O Ministério Público Federal e as Secretarias da Pessoa com Deficiência fiscalizam em todo o país, através de de suas unidades estaduais e municipais, o cumprimento das leis e normas técnicas vigentes de acessibilidade. Denúncias e reclamações podem ser feitas de forma anônima e caso qualquer cidadão se sinta desrespeitado, basta buscar o site do Ministério Público do seu estado ou mesmo a prefeitura do seu município para maiores informações.

No caso de denúncia ou mesmo fiscalização, tanto o proprietário do estabelecimento como o responsável técnico pelo projeto arquitetônico ou obra, podem responder judicialmente pelo não cumprimento das leis de acessibilidade e a situação ainda pode se agravar caso ocorra algum acidente envolvendo um usuário. Além dos danos materiais e morais, o Estado ainda pode punir os estabelecimentos com suspensão temporária de atividade, cassação de licença ou de atividade, interdição total ou parcial de estabelecimento, obra ou atividade, entre outras.

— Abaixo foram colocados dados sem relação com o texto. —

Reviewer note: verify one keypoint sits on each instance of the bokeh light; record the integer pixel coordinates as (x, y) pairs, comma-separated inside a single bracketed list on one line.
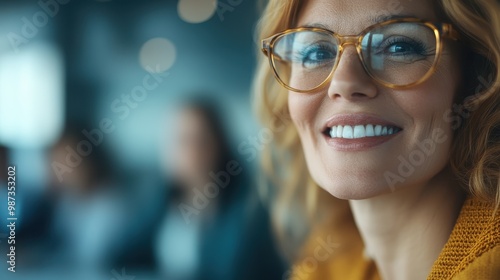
[(157, 55), (196, 11)]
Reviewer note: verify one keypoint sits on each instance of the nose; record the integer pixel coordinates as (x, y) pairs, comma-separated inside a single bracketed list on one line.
[(350, 80)]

Percebe como esse assunto é sério? Estamos falando de intervenções obrigatórias e não opcionais! A acessibilidade é um direito garantido por lei federal e sua implantação precisa ser respeitada de uma vez por todas.

Por onde começar

A educação é a chave para que possamos informar, sensibilizar e capacitar as pessoas para a viabilização da acessibilidade em suas diversas esferas de atuação. Ela deve ser prevista na concepção dos projetos, não apenas nos arquitetônicos, mas em todos aqueles onde as atividades humanas forem contempladas e devem contar com o envolvimento de todos os participantes, então deixo aqui o meu humilde recado:

Arquitetos e engenheiros, nunca abram mão da acessibilidade em seus projetos e obras, ela precisa ser 100% implantada de modo a garantir atendimento a todos os usuários, sem restrições. Conversem com seus clientes e não deixem alternativas, pois vocês, na condição de responsável técnico, poderão responder judicialmente caso ocorra alguma intercorrência futura.
Proprietários de estabelecimentos abertos ao público, passem a enxergar a acessibilidade como uma aliada e um diferencial de negócio, já que você abrirá as suas portas a um grupo da população que sempre foi excluído e que, por essa razão, saberá valorizar o seu reconhecimento. Não corra riscos desnecessários de manchar a credibilidade do seu negócio, esse é um investimento que precisa ser contabilizado, assim como vários outros da sua empresa.
E, finalmente, clientes e usuários, fidelizem estabelecimentos que tratem todas as pessoas de forma igualitária, que permitem que seus amigos ou familiares com deficiência ou mobilidade reduzida também possam usufruir com autonomia (ou seja, sem auxílio) dos mesmos espaços que você. Cobrem a acessibilidade nesses locais!